Serangkaian acara diawali dengan pemberian penghargaan kepada siswa-siswi SMA Negeri 1 Pandaan yang berprestasi, baik dalam kejuaraan akademik maupun nonakademik. Momen ini menjadi bentuk pengakuan atas dedikasi dan kerja keras peserta didik dalam mengukir prestasi. Kegiatan dilanjutkan dengan upacara bendera yang berlangsung khidmat. Petugas upacara berasal dari kelas XI-C2, sementara pembina upacara, Ibu Liaidah Indriyati, S.Pd., menyampaikan harapan bagi perempuan Indonesia di masa kini, “Perempuan-perempuan Indonesia masa kini adalah istimewa, karena berhasil mendobrak tradisi yang ratusan tahun mengekang perempuan. Karena itu, jagalah martabat perempuan karena banyak hal yang dapat menjatuhkanmu, namun satu-satunya yang paling cepat menjatuhkanmu adalah sikapmu sendiri. Tetap bersikap baik kepada siapapun, dimanapun dan kapanpun. Jaga sopan santun karena adab lebih tinggi dari pada ilmu.”

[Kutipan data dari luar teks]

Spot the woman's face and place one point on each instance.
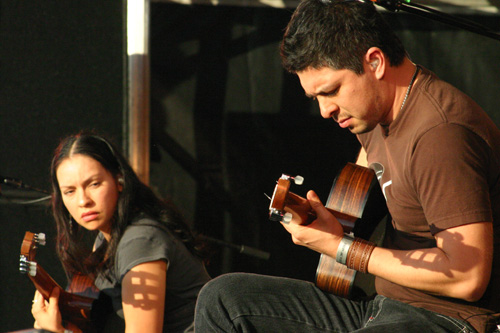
(89, 192)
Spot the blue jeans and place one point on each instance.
(241, 302)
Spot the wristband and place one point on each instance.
(343, 249)
(359, 255)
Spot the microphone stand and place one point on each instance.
(408, 6)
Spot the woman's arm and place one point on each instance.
(143, 297)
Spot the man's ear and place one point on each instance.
(376, 61)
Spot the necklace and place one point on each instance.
(409, 87)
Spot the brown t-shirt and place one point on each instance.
(441, 169)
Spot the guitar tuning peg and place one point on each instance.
(40, 238)
(298, 180)
(287, 218)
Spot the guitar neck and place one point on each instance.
(43, 282)
(300, 207)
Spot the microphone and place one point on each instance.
(13, 190)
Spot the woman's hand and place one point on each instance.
(46, 313)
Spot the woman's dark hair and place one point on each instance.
(134, 199)
(337, 34)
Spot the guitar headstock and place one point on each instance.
(279, 198)
(31, 242)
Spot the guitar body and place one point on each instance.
(80, 304)
(355, 200)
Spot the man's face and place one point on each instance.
(352, 100)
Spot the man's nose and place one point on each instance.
(327, 108)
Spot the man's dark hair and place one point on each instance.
(337, 34)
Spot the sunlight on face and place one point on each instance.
(349, 99)
(89, 192)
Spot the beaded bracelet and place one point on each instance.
(343, 249)
(359, 254)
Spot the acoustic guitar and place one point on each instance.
(80, 304)
(355, 200)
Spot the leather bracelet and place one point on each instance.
(359, 255)
(343, 249)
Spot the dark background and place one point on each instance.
(226, 120)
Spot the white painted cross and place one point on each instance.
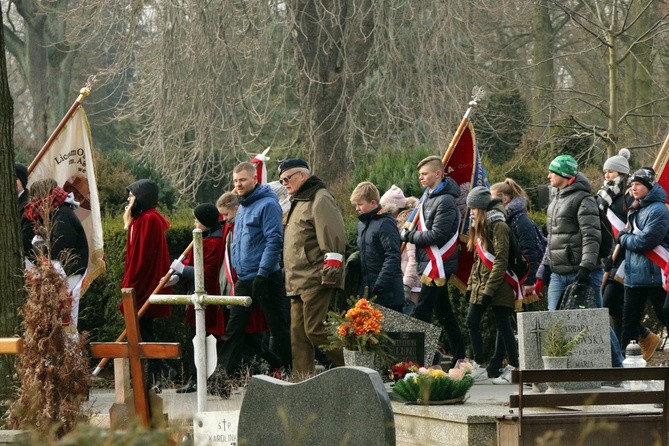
(199, 299)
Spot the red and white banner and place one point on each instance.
(69, 161)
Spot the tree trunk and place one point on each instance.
(544, 67)
(46, 60)
(332, 44)
(11, 274)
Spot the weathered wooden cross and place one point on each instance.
(136, 350)
(200, 299)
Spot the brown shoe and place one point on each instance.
(649, 345)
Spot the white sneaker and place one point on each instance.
(479, 373)
(505, 377)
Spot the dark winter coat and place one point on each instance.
(574, 232)
(650, 227)
(527, 234)
(442, 219)
(379, 244)
(68, 241)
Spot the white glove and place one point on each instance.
(177, 266)
(172, 280)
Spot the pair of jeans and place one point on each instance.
(436, 298)
(505, 342)
(559, 283)
(634, 307)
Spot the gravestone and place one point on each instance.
(408, 346)
(594, 350)
(408, 330)
(216, 428)
(342, 406)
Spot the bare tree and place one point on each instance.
(45, 57)
(626, 37)
(10, 239)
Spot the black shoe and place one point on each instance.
(190, 387)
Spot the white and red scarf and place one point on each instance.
(509, 276)
(434, 272)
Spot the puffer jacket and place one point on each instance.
(314, 227)
(574, 232)
(491, 281)
(258, 236)
(649, 220)
(442, 219)
(527, 233)
(379, 244)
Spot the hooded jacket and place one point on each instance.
(574, 232)
(442, 219)
(530, 239)
(491, 281)
(379, 244)
(147, 258)
(649, 221)
(314, 227)
(258, 236)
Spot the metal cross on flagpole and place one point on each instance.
(200, 299)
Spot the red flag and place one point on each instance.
(465, 167)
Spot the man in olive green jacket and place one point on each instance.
(313, 255)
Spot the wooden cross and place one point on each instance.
(136, 350)
(11, 346)
(199, 299)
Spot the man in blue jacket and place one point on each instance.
(257, 244)
(647, 227)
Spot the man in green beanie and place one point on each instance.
(574, 235)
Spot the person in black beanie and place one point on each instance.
(206, 220)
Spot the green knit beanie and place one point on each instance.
(564, 165)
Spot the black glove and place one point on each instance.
(487, 300)
(607, 264)
(583, 275)
(620, 234)
(406, 235)
(260, 287)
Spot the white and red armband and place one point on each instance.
(333, 259)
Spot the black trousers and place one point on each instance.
(233, 348)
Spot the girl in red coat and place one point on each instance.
(147, 259)
(213, 251)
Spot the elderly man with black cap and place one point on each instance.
(313, 254)
(647, 227)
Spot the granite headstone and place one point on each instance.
(594, 350)
(398, 323)
(342, 406)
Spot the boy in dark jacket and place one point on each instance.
(379, 244)
(436, 241)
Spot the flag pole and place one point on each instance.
(157, 290)
(83, 93)
(477, 95)
(659, 163)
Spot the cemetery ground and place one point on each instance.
(486, 401)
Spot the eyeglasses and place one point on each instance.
(286, 179)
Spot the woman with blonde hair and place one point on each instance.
(531, 241)
(489, 285)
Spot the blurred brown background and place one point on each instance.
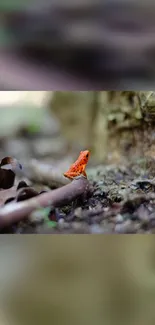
(77, 46)
(78, 279)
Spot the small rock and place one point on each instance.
(96, 229)
(127, 227)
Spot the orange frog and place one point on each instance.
(78, 168)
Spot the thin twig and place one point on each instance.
(15, 212)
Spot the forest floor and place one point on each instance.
(120, 199)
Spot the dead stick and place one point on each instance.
(15, 212)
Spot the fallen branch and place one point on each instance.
(15, 212)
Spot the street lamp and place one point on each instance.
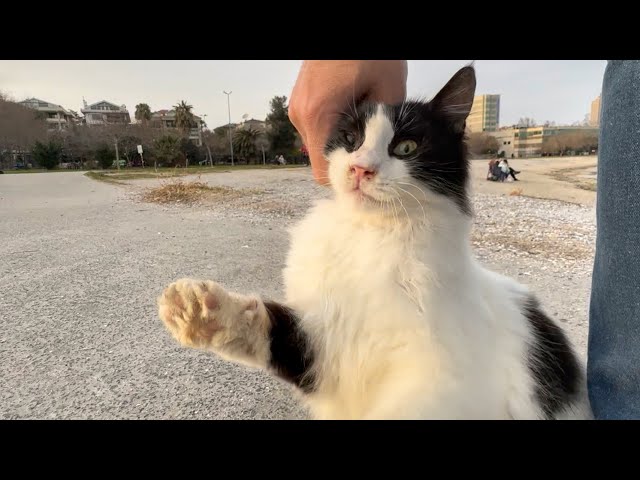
(228, 94)
(202, 123)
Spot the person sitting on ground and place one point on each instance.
(506, 168)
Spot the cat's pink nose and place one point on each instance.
(361, 172)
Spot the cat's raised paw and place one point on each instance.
(203, 314)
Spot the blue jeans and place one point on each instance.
(613, 370)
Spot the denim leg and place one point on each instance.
(613, 370)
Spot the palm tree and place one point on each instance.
(184, 116)
(143, 113)
(245, 140)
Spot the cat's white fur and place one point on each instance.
(404, 322)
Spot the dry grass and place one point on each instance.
(181, 192)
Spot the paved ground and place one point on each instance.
(81, 263)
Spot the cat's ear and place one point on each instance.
(456, 97)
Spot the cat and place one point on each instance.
(388, 315)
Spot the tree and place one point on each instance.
(245, 142)
(184, 117)
(20, 128)
(281, 132)
(143, 113)
(167, 149)
(105, 156)
(48, 154)
(189, 150)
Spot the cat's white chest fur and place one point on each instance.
(418, 326)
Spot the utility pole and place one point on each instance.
(117, 156)
(206, 144)
(228, 94)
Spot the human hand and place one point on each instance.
(325, 88)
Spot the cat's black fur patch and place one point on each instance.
(291, 357)
(552, 362)
(437, 126)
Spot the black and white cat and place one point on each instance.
(387, 313)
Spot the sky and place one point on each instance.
(553, 90)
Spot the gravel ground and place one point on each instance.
(82, 263)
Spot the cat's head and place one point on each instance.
(412, 155)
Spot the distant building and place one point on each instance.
(594, 118)
(167, 119)
(526, 142)
(253, 124)
(485, 114)
(57, 117)
(105, 113)
(505, 138)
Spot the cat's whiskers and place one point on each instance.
(415, 186)
(424, 213)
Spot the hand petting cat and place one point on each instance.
(325, 89)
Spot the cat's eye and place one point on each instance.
(405, 148)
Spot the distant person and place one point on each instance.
(507, 170)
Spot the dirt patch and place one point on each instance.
(188, 193)
(575, 176)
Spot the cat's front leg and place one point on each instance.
(240, 328)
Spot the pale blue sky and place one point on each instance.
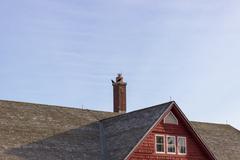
(66, 52)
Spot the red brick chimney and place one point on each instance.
(119, 94)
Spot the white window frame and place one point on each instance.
(164, 120)
(164, 143)
(174, 144)
(185, 138)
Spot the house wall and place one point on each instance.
(146, 149)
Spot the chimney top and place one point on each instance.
(119, 94)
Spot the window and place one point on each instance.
(160, 144)
(182, 146)
(170, 119)
(171, 144)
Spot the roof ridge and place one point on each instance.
(123, 114)
(51, 105)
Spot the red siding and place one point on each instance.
(146, 149)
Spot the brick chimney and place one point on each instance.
(119, 94)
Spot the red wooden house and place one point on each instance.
(162, 132)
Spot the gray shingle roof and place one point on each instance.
(222, 140)
(123, 132)
(35, 132)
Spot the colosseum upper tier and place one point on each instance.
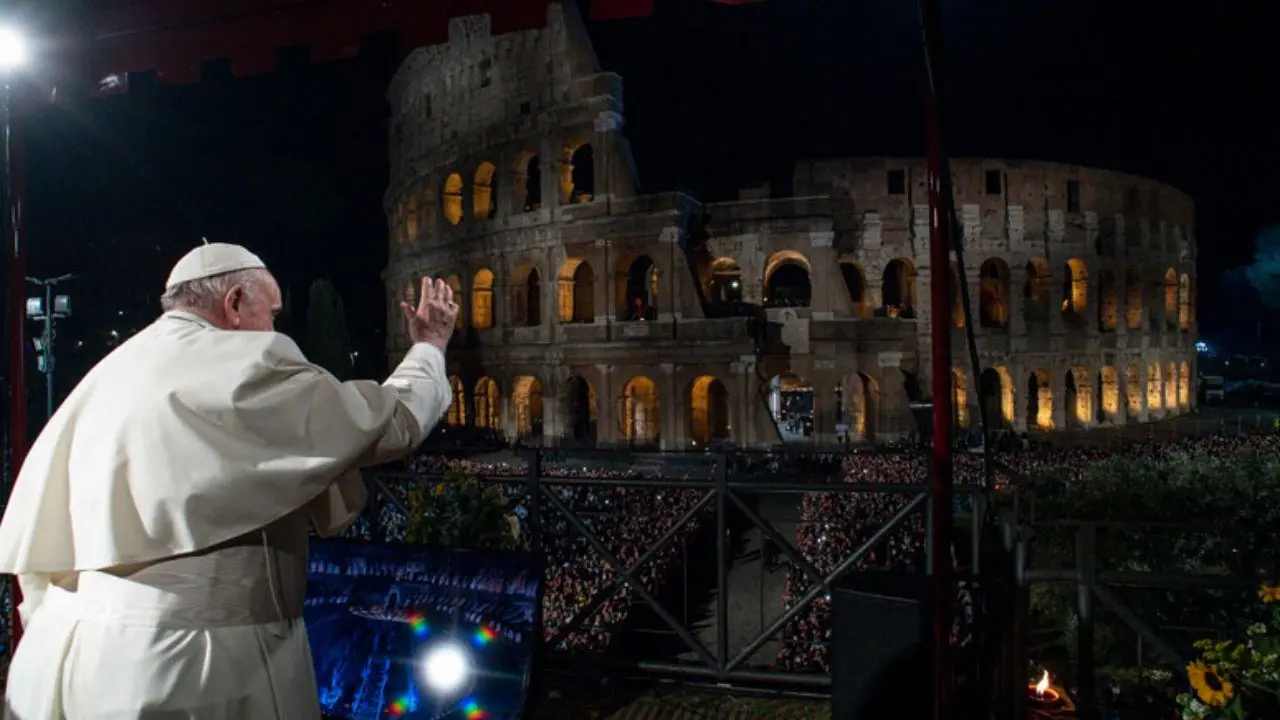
(595, 314)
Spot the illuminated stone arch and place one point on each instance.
(575, 292)
(1155, 387)
(481, 300)
(791, 405)
(488, 404)
(1133, 391)
(1184, 384)
(456, 286)
(1036, 290)
(636, 287)
(1109, 387)
(451, 199)
(993, 294)
(529, 182)
(897, 288)
(1109, 300)
(1170, 299)
(457, 414)
(1184, 302)
(855, 283)
(583, 409)
(997, 395)
(526, 296)
(1133, 297)
(1040, 400)
(526, 401)
(484, 200)
(708, 410)
(1075, 290)
(787, 281)
(723, 281)
(577, 173)
(639, 414)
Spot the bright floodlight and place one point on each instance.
(446, 669)
(13, 49)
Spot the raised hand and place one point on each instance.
(435, 315)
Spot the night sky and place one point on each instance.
(718, 98)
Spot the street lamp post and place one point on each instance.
(48, 310)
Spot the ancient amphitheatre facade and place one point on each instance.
(595, 314)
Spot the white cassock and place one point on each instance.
(159, 525)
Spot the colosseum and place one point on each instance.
(595, 314)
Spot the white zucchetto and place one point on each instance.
(213, 259)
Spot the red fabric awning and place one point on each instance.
(176, 37)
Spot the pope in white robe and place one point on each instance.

Usai upacara, kegiatan semakin semarak melalui parade lomba “Kartini Masa Kini SMANDA” yang digelar di SMANDA Sport Center (SSC). Dalam ajang ini, perwakilan setiap kelas menampilkan catwalk mengenakan kebaya dengan beragam corak dan gaya, mencerminkan keindahan budaya sekaligus identitas perempuan Indonesia masa kini.

Memasuki sesi inti, kegiatan dipusatkan di aula sekolah. Para peserta diberikan kesempatan untuk memaparkan gagasan sesuai tema “Semangat Kartini, Berkolaborasi dan Bersinergi untuk Negeri.” Beragam ide kreatif disampaikan, menunjukkan bahwa semangat Kartini kini telah berkembang menjadi kolaborasi dan inovasi generasi muda. Tidak hanya itu, para peserta juga menunjukkan bakat terbaik mereka, mulai dari menyanyi, menari, hingga membaca puisi. Penampilan tersebut disambut antusias oleh para guru dan perwakilan siswa yang hadir sebagai penonton. Sorak dukungan dan apresiasi menciptakan suasana yang hidup dan penuh semangat sepanjang acara berlangsung. Sementara itu, siswa-siswi yang tidak mengikuti lomba tetap mengikuti kegiatan pembelajaran hingga selesai. Seluruh rangkaian acara berakhir pada pukul 15.00 WIB.